There is no doubt that some work can be handled well by newer lawyers in the firm; but keep an eye on whether these other lawyers are predominantly on the steep side of the learning curve. Require a balance by limiting this push-down approach. Let someone else pay the bulk of their training. Don’t just leave this factor open-ended.

Accordingly, and especially during the what-if, strategic, and developmental stage of your legal work, ask your lawyer to handle the bulk of your work himself or herself, without merely passing it down to a multitude of lesser-experienced lawyers. The judgment and experience of a more seasoned lawyer provide the greater value for legal services, compared merely to the lower hourly-rates of newer lawyers.

(3) Does your lawyer bring other lawyers to his or her meetings and telephone conferences, essentially as the note takers? How many meetings have you attended where the note-taking lawyers essentially say or contribute nothing during the meeting? Discuss this set-up with your lawyer and ask if (and why) this is necessary for your situation.

(4) Does your lawyer use email and other modern digital technology to enhance his or her efficiency? This may possibly reflect where your lawyer falls on the scale of creative openness to change and progressive ideas. [Some lawyers still refuse to use email and have their assistants print hard copies of their emails.]

(5) Do you get trailing U.S. mail hard copies of letters and memos from your lawyer 2 or 3 days after the matter has already been addressed or completed with earlier emails, phone calls, etc.? Tell your lawyer you do not need these hard-copy mailings to the extent of the related additional time charge and expense.

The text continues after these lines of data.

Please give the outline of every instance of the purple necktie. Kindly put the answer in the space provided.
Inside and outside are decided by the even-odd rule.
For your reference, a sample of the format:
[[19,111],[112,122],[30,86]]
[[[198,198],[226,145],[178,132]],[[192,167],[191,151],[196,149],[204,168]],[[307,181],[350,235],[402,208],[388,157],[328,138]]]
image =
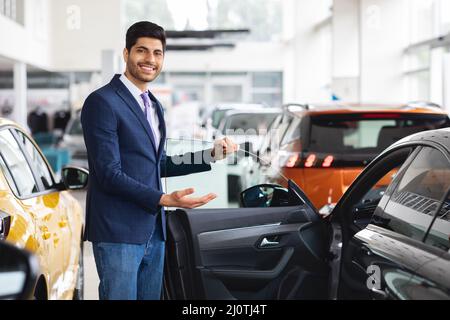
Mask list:
[[152,122],[152,110],[151,108],[153,107],[153,103],[150,100],[150,97],[148,96],[147,92],[144,92],[141,94],[141,98],[142,100],[144,100],[144,113],[145,113],[145,117],[147,118],[148,124],[150,125],[150,128],[152,129],[152,133],[153,133],[153,138],[155,140],[155,147],[156,147],[156,151],[158,151],[158,147],[159,147],[159,139],[158,141],[156,141],[157,139],[157,135],[155,134],[155,128],[153,128],[154,124]]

(6) Ask your lawyer, as part of his or her work, to provide you with short, bulleted, talking-point emails, letters, and memos. This suggestion goes to how much of your invoice reflects the time-consuming, law-review mentality among most lawyers (including me).

That is, by our nature and competitive law school training, we lawyers prefer that every single communication we provide to clients (and to anyone) be law-review perfect.  An A+ grade product.  This A+ approach is, no doubt, a necessary and essential goal for final court papers, briefs, legal documents, contracts, trusts, etc. And, a lawyer’s mindset and thought-process at all times must be at an A+ quality level.

But, for every email, memo, or draft document, if your lawyer clocks you for final, law-review perfection you will end up with a much larger legal bill than necessary.  Tell your lawyer on the front end: “For letters, emails, memos, etc., give me only a rough outline of ideas first and we can discuss them as we progress along, etc.” Then, as necessary, your lawyer can polish to law-review perfection the final communications or other documents. This recommendation goes directly to the time-efficiency and cost-effectiveness of your legal services.

(7) Finally, my late father was a lawyer. I am a lawyer. The point here is that most lawyers handle the bulk of their own legal needs.  Few lawyers (including me) face — as a consumer — the burden of paying a legal invoice. Lawyers can, however, be empathic and place themselves in the clients’ shoes so as to help better address how a client more effectively can obtain legal services.